J’avais déjà abordé furtivement le concept de splaining dans cet article (Oui, suivez le lien car ça donne une bonne intro). Il est difficile de traduire ce terme anglais, dont on peut interpréter le sens comme « explication condescendante sur une oppression par un dominant de celle-ci à un dominé ». Va traduire ça en français…Ainsi, lorsqu’un homme essaye d’expliquer le sexisme vécue par une femme à celle-ci, on appelle cela du mansplaining (ou encore parfois, mecsplication en français). Le whitesplaining est l’équivalent du mansplaining pour le racisme. S’il y a plusieurs ressources pour expliquer ce qu’est la mecsplication, et pourquoi cela perpétue le sexisme, elles sont plus rares avec le whitesplaining.

Qu’est-ce-que le whitesplaining? Urban Dictionnary nous dit encore que c’est une explication paternaliste donnée par les blancs à une personne de couleur, définissant ce qui devrait ou ne devrait pas être considéré comme raciste, tout en exhibant leur propre racisme inconsciemment. Je trouve cette définition encore plus précise que celle plus générale, et qui explique la pertinence du terme whitesplaining.

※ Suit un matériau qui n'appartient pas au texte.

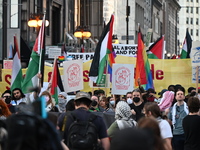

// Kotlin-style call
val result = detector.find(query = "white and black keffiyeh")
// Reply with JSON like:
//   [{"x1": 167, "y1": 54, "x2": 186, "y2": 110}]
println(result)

Car souvent confronté au terme whitesplaining, les personnes blanches préfèrent : soit le rejeter en bloc, soit le diluer en expliquant que le terme « condescendance » serait suffisant. Or pour répondre surtout à la deuxième option (la première n’en méritant pas, de réponse), le mot condescendance est loin d’être suffisant. Le whitesplaining, c’est surtout cette douce ironie où une personne blanche pense apprendre quelque chose à quelqu’un sur son oppression, tout en la perpétuant par ses propos. Situation aigre-douce où vous ne savez pas si vous devez rire ou pleurer.

C’est plus que de la condescendance : c’est en même temps du racisme, le sentiment d’être dans son bon droit/ou de mériter certaines choses, et une impertinence sans nom. Comme j’ai déjà eu l’occasion de le dire, le whitesplaining, c’est un peu les propos d’une personne qui vient d’apprendre le principe de l’addition, et qui se sent bien placé pour venir rectifier un étudiant en mathématiques sur la résolution des équations à plusieurs inconnues dans le monde complexe.

Que ça soit dans ma vie physique, ou sur la toile depuis que j’ai ouvert ce blog, je fais toujours face à du whitesplaining à un moment donné :

  • Quand une blanche vient t’expliquer que lorsqu’on se moque de toi en poussant des cris de singe, parce que tu manges une banane, c’est UNIQUEMENT du sexisme.
  • Quand on t’explique que le racisme antiblanc existe.
  • Quand on te dit que tu montres le mauvais exemple en étant agressive.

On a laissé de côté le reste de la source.